Where to go next? The authors state that the modeled doses be “assessed in a separate prospectively designed clinical study.” This would be approached in an ideal world with many resources and clinical trial capacity. Given the limits on funding, the size of public health impact, and long latency until dissemination of clinical trial results, an alternative approach may be to roll out modeled dose regimens carefully into clinical care. This approach has been employed in the pharmacometric dose optimization based on observational methadone PK data. This drove a change in the standard of care regimen leading to a 20% reduction in length of treatment.⁸ Similar approaches have been taken with buprenorphine regimens that have been explored with modeling,³ but not rigorously tested in a randomized clinical trial before being implemented in the ward. As this could involve exposures higher than previously tested, this could be done in an incremental fashion. Precisely since this would not be a clinical trial, there is not a need for a fixed regimen in a large number of patients. Instead, an iterative approach could gradually refine the doses. This is not revolutionary. Instead, this is an improvement in the prior approach of pure empiricism with clinical outcomes as the only guide. Such an approach could incorporate observations and PK sampling on top of a standard of care change in dose in the systematic generation of generalizable knowledge in a human subject's research framework. The dose alterations could be part of a high-quality local quality improvement project that fits frameworks of Plan-Do-Study-Act cycle. Such approaches are already commonly used to alter NOWS dose regimens,⁹ just typically without the power of pharmacometric guidance.

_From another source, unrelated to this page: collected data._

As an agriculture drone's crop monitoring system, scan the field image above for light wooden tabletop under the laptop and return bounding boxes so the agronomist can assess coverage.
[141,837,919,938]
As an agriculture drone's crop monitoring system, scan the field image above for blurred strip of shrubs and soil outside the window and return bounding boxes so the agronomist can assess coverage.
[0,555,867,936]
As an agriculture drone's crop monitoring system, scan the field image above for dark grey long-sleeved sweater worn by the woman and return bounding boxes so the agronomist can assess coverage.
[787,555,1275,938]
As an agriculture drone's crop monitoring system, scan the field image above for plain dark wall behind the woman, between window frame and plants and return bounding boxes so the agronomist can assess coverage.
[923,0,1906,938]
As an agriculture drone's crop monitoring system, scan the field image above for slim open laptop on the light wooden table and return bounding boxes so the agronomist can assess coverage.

Some cautions should be taken. The parent study had a consent rate of 30%, a value comparable to many studies in this population. It is the observation of trialists that mothers who decline study participation are less often on a stable outpatient methadone or buprenorphine regimen are more likely to have polysubstance abuse and may have higher rates of undertreated comorbid psychiatric illness or heritable personality traits such as impulsivity. All of these are covariates associated with more severe NOWS symptoms. It is unknown whether disease severity would impact the dose response relationship, but low consent rate impact on NOWS generalizability is a common issue in the field. Long-term neurodevelopmental impacts of various medications are difficult to assess, and balance against endpoints such as time away from family in the hospital. For example, when used as an adjunct therapy phenobarbital is associated a shorter hospitalization than clonidine, but at the expense of longer overall duration of therapy at home.¹⁰ Phenobarbital has been widely used in neonatal seizures but does have concerns about impact on neurodevelopment. The underlying premise for the two arms of the Bada trial is that even a short post-natal treatment with an opioid has clinically important long-term neurodevelopmental impact. Though debated,¹¹ this is by no means established. If there is no safety advantage of clonidine over an opioid, its use in NOWS becomes much less compelling.

The question has often been about what is the “ideal drug,” when instead the question should be what is the “ideal dose of the ideal drug?” Tang provides a convincing example of the value of integrating pharmacokinetics into clinical trials and develop exposure–response relationships that can serve as a basis for optimizing the individual dose. PK collection in a neonatal population is not easy but adds a value magnifier in a way that may not be immediately apparent. Given the power of modeling and simulation, clinicians who care for infants with NOWS should consider ways in which pharmacometric outputs can be used to optimize treatment regimens even in the absence of Level I clinical trial evidence. This will be a clear improvement over the current anchoring to empiric and instinct-derived regimens.

WK is supported by NICHD 1UG1HD107628–01.

The author declared no competing interests for this work.